GC53I-02
Copper, iron and the organic ligands that bind them - updates from San Francisco Bay and beyond

Friday, 18 December 2015: 13:55
3003 (Moscone West)
Kristen N Buck1, Randelle Bundy2,3, Dondra Biller4, Kenneth W Bruland4 and Katherine Barbeau2,5, (1)University of South Florida, College of Marine Science, St. Petersburg, FL, United States, (2)Scripps Institution of Oceanography, Geosciences Research Division, La Jolla, CA, United States, (3)Woods Hole Oceanographic Institution, Marine Chemistry and Geochemistry, Woods Hole, MA, United States, (4)University of California Santa Cruz, Santa Cruz, CA, United States, (5)University of California San Diego, La Jolla, CA, United States
Abstract:
Building on more than 30 years of measurements in San Francisco Bay by Russ Flegal and others, the concentrations of dissolved manganese, iron, cobalt, nickel, copper, zinc, cadmium and lead were determined from a suite of water quality monitoring program stations in North, Central and South Bay using inductively coupled plasma- mass spectrometry following preconcentration on a Nobias-chelate PA1 resin.
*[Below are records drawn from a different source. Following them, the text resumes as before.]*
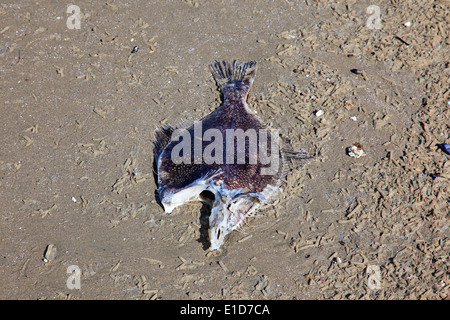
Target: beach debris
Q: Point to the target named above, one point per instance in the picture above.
(50, 253)
(234, 190)
(444, 147)
(356, 150)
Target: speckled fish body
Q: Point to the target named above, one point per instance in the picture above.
(239, 187)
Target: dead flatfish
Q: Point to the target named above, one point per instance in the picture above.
(227, 159)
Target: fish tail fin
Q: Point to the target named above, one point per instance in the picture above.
(235, 73)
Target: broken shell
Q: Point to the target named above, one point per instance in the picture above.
(50, 253)
(356, 150)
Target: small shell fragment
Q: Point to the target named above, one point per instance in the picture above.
(356, 150)
(50, 253)
(445, 147)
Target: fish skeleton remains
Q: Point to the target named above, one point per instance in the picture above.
(227, 160)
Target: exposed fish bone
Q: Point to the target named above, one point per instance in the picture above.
(239, 188)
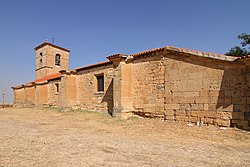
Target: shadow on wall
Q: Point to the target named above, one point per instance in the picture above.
(233, 97)
(108, 98)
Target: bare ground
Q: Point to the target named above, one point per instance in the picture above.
(32, 137)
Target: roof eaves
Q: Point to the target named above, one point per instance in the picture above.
(50, 44)
(104, 63)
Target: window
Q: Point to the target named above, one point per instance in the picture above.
(58, 60)
(57, 87)
(41, 57)
(100, 83)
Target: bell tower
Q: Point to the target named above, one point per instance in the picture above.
(50, 59)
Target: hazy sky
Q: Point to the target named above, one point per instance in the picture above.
(95, 29)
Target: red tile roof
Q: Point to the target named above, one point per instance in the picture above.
(49, 77)
(187, 51)
(107, 62)
(50, 44)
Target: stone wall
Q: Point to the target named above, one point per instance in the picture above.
(54, 93)
(41, 94)
(19, 96)
(45, 61)
(88, 98)
(29, 96)
(190, 89)
(148, 86)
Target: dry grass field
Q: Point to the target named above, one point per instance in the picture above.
(47, 137)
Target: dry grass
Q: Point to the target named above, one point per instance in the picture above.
(32, 137)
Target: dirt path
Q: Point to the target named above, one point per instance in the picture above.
(30, 137)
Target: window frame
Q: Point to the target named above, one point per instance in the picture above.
(58, 60)
(100, 82)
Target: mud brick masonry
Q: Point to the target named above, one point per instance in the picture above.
(170, 83)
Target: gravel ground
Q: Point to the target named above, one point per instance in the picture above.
(47, 137)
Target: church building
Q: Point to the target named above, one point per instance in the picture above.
(169, 83)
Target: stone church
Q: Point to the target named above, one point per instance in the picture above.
(173, 84)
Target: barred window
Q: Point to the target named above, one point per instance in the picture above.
(100, 83)
(58, 60)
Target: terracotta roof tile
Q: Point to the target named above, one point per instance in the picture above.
(49, 77)
(107, 62)
(187, 51)
(50, 44)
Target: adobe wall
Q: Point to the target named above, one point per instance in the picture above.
(148, 86)
(29, 96)
(180, 88)
(54, 97)
(19, 97)
(87, 96)
(47, 66)
(41, 95)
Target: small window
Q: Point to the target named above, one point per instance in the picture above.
(100, 83)
(57, 87)
(41, 58)
(58, 60)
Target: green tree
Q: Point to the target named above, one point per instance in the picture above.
(241, 51)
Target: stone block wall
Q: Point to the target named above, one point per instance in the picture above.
(191, 89)
(41, 95)
(29, 96)
(54, 93)
(148, 86)
(19, 96)
(88, 98)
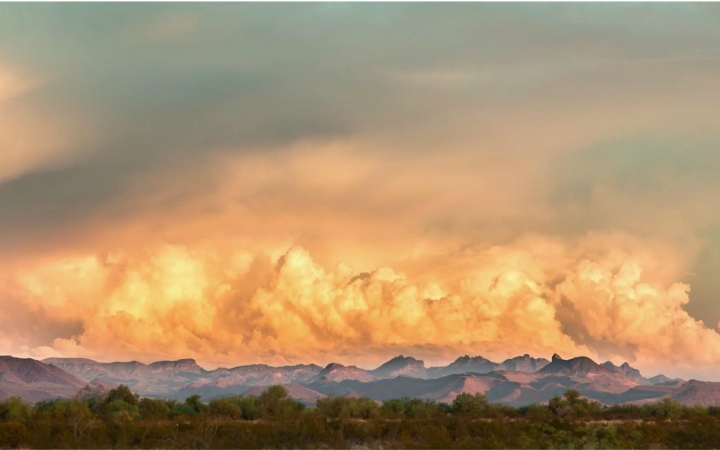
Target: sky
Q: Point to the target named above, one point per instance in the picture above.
(336, 182)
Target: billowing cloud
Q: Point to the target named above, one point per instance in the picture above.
(317, 182)
(239, 306)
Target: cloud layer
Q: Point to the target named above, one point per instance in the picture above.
(535, 295)
(337, 181)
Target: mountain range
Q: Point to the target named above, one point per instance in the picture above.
(517, 381)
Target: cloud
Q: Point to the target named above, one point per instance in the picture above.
(30, 139)
(237, 306)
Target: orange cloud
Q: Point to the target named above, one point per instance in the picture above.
(236, 306)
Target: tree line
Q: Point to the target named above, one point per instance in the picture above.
(122, 419)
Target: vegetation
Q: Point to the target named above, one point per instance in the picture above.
(120, 419)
Given the importance of organic ligands in governing iron solubility and copper bioavailability in natural waters, the organic complexation of dissolved iron and copper in these samples was determined from multiple analytical windows applied to competitive ligand exchange- adsorptive cathodic stripping voltammetry. This study constitutes the first dataset of iron speciation in San Francisco Bay and expands upon prior work evaluating the potential for copper toxicity in this urbanized estuary. Recent advances in voltammetric techniques emerging from a Scientific Committee on Oceanic Research (SCOR) working group on metal-binding ligands in the marine environment, and insights gained from high-resolution ligand measurements from the U.S. GEOTRACES program, highlight how metal-binding ligands in San Francisco Bay compare with those of the coastal and open ocean.